Ø How is dynamic vendor discounting creating a win-win situation for corporate and small businesses?
Invoice discounting is not a new concept. Buyers typically offer invoice discounting at a fixed rate to their top vendors for the past 10-15 years. Buyers use either their own treasury or bank lines to offer this proposition. Dynamic vendor discounting is an innovative concept, as it provides capital against invoices to all vendors (including long tail) – when they need it, at the rate they want, and for the amount, they need at that given point in time. It empowers the vendors to use this liquidity option as and when needed – effectively acting like an unsecured overdraft line, removing friction in interacting with the buyer organisation. Buyers, on the other hand, can leverage dynamic vendor financing to:
- Earn arbitrage on their own treasury or bank working capital lines and hence have better EBITDA margins.
- Extend credit to their vendors to ensure liquidity in the supply chain.
- Get extended credit periods from their vendors to improve their own working capital position.
Ø Ways in which effective supply chain financing aids in an efficient buyer treasury management?

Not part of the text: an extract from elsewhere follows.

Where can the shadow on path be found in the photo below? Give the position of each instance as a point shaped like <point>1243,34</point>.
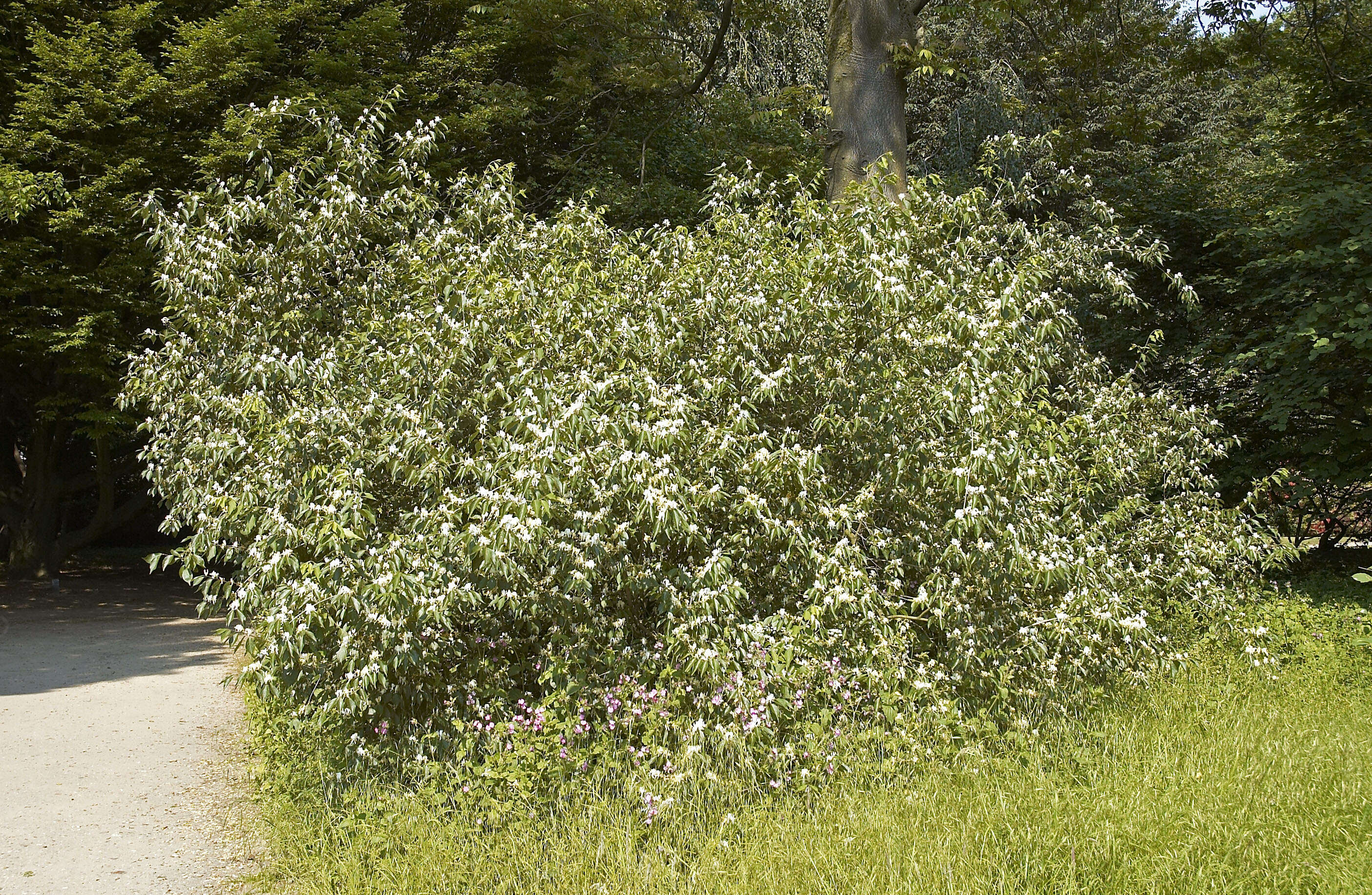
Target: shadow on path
<point>101,629</point>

As I said earlier, buyers can leverage their own unutilised working capital lines or surplus treasury to make early payments to their supply chain vendors. Typically, a buyer’s cost of capital is in the 5 per cent -8 per cent p.a. range while the suppliers typically get unsecured credit at >18 per cent p.a. rate of interest. Through dynamic discounting, buyers can earn a risk-free arbitrage of 4-6 per cent p.a. while their suppliers get funding that is significantly cheaper than their alternatives. Through this initiative, buyers would ensure liquidity in their supply chain to support the sustainable growth of the business. It truly is a win-win for buyers and their suppliers. It’s a model that Corporate India is rapidly embracing.
Ø What is the role of technology in supply chain financing and how is it evolving?
Technology is at the core of transforming the traditional invoice discounting to dynamic vendor financing – which covers the entire supply chain and gives flexibility to every vendor to get access to this proposition as and when needed. The other biggest problem that technology solves is data security. Our platform is built on proprietary technology that uses public data, consent-based data, network behaviour data on platforms, user patterns and the dynamic demand-supply of funds in a supply chain. This is used to determine the optimal rate of financing for each supplier. This pricing engine is the core that enables us to create a win-win situation for each buyer and seller and mobilise funds within the supply chain. We have built a modular and secure infrastructure with distinct product features and workflows that our customers can use based on their context – whether it’s receivable acceleration, payment via credit, automation SaaS, etc. The algorithm works on a real-time basis and helps the users in finance teams in simplifying otherwise lengthy and cumbersome processes e.g., reconciliations, data entry, manual negotiations, etc.
Ø Please elaborate on CashFlo’s business expansion plans and growth targets.
We have recently raised our second round of funding, led by General Catalyst. Elevation Capital also doubled down on its investment from the previous round. The aim is to grow CashFlo’s product lines for the CFO function to become their one-stop Finance Automation & Payments platform, invest in core technology, and expand its category leadership in the Dynamic Vendor Financing market.